Dawkins, the Bible, and titles

Richard Dawkins was recently on a BBC radio affiliate where he cited a poll which showed that only 35% of British Christians could identify Matthew as the first book of the New Testament. From this (in part), he was making the point that people in his home country aren’t as religious as most people think. That’s a fine argument, but I will leave it for now. I want to focus on the response he got from another guest on the show, Giles Fraser, former canon chancellor of St. Paul’s in London. Fraser asked Dawkins to recite the full name of Darwin’s On the Origin of Species. Dawkins responded:

“‘On The Origin Of Species’ … Uh. With, Oh God. ‘On The Origin Of Species.’ There is a subtitle with respect to the preservation of favoured races in the struggle for life.”

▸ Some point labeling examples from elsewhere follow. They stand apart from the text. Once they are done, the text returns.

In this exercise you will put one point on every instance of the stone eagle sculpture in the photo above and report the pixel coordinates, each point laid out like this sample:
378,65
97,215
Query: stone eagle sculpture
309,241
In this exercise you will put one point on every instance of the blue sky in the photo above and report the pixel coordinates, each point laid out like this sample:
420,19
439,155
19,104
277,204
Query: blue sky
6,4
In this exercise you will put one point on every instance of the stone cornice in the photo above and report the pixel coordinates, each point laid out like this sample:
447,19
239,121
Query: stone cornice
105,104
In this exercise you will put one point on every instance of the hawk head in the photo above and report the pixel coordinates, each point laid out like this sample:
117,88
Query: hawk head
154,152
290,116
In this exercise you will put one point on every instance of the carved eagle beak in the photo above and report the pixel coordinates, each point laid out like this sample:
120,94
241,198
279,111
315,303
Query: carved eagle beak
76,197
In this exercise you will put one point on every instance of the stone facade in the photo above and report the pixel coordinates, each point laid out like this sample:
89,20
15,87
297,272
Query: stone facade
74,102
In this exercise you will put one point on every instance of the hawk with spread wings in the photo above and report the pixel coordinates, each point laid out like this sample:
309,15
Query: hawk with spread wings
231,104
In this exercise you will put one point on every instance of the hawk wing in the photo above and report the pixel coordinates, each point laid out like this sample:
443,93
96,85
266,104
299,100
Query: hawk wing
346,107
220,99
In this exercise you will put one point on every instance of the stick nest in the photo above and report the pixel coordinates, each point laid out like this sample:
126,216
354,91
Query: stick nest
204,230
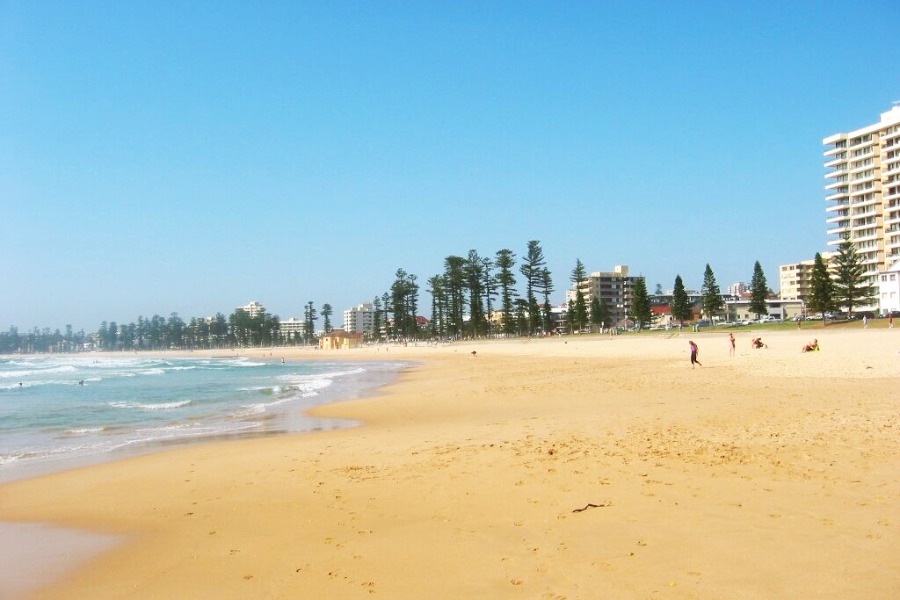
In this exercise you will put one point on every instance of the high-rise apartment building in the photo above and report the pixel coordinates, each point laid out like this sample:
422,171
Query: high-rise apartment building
360,319
863,191
615,289
253,309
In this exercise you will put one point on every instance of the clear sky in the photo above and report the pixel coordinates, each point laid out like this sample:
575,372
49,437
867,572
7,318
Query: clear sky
190,157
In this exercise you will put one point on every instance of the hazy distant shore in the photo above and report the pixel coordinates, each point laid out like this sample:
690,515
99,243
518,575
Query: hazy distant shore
582,466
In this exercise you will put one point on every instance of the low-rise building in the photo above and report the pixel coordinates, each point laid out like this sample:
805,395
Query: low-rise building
889,290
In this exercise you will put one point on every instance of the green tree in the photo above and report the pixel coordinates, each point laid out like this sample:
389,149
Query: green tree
641,303
546,289
712,296
474,271
578,310
377,321
438,306
489,287
310,316
851,287
533,272
505,280
599,313
759,291
821,297
455,286
404,299
681,304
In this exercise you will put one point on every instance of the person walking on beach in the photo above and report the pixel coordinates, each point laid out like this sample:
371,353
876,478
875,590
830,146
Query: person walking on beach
694,352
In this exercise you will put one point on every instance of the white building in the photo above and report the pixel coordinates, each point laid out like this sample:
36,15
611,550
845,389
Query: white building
615,289
360,319
293,328
863,191
737,289
889,289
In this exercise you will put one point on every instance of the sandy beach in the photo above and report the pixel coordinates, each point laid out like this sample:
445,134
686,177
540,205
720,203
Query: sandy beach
563,468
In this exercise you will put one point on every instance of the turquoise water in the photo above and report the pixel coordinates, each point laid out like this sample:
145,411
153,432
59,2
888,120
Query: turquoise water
69,407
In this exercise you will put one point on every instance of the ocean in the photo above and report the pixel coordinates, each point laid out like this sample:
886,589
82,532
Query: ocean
62,410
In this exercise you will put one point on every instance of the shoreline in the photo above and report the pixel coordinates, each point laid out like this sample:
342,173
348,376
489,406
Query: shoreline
484,459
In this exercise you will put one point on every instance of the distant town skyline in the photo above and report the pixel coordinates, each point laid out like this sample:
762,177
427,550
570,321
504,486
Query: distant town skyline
163,157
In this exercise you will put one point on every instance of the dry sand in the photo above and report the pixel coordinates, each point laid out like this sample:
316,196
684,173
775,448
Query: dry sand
576,467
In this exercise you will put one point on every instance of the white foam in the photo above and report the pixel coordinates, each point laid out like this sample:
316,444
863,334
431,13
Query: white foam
160,406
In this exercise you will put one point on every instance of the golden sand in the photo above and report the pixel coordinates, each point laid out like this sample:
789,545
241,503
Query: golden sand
575,467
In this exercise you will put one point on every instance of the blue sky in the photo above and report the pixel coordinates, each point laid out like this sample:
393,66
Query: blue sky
160,157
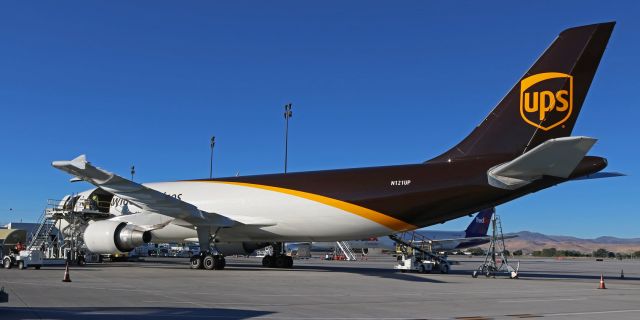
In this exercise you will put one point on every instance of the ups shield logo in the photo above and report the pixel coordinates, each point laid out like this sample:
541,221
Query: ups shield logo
545,100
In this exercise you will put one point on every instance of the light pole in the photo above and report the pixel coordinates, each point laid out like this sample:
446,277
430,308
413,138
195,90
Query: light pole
287,114
213,143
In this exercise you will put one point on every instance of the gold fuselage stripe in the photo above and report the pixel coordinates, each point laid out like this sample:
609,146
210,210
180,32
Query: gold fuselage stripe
375,216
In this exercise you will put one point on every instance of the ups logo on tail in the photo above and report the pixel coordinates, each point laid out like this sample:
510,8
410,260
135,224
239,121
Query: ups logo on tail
541,107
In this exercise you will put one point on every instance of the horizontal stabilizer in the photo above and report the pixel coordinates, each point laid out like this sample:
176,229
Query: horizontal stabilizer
554,157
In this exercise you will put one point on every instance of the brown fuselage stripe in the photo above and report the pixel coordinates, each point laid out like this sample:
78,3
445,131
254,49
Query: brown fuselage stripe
375,216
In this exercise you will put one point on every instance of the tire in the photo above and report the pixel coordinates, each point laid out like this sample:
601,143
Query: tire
281,262
220,262
209,262
268,262
196,262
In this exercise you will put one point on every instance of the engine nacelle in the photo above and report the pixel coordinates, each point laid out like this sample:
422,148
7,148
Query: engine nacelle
239,248
114,236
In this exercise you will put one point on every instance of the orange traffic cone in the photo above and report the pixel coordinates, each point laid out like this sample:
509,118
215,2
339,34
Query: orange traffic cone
602,286
66,274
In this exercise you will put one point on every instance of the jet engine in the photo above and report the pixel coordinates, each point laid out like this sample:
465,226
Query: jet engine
239,248
114,236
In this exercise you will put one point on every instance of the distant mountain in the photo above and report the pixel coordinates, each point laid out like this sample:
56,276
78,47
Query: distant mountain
531,241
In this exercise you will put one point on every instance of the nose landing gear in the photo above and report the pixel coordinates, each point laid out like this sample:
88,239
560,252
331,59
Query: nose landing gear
208,261
278,259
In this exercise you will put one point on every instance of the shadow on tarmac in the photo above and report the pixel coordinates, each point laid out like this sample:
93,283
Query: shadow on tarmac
100,313
251,267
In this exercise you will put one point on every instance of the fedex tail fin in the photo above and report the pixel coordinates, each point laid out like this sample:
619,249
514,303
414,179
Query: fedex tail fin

That’s pretty close. The actual title is “On the Origin of Species by Means of Natural Selection, or the Preservation of Favoured Races in the Struggle for Life”, which is more than a mouthful. But it wouldn’t matter if Dawkins couldn’t get past the first part of the title everyone knows. The poll he was citing in regards to Christians asked them a simple factoid, a mere piece of trivia. One would expect a high number to know it; to call oneself Christian is to profess a belief in a book. And not just any belief(s). We’re talking about the most profound beliefs a person can hold. It is not unreasonable to expect people to be familiar with a book on which they have placed their eternal salvation.

And there’s the difference. Dawkins’ has not placed some holy importance on Darwin’s work. He obviously views the man as tremendously important to scientific and human history – and rightly so – but that has nothing to do eternity. It has nothing to do with salvation. The Bible does. That makes it logically invalid to compare a biologist’s specific knowledge of a long-string of words to a Christian’s general knowledge of what Christians profess to believe as a matter of determining what happens to their soul.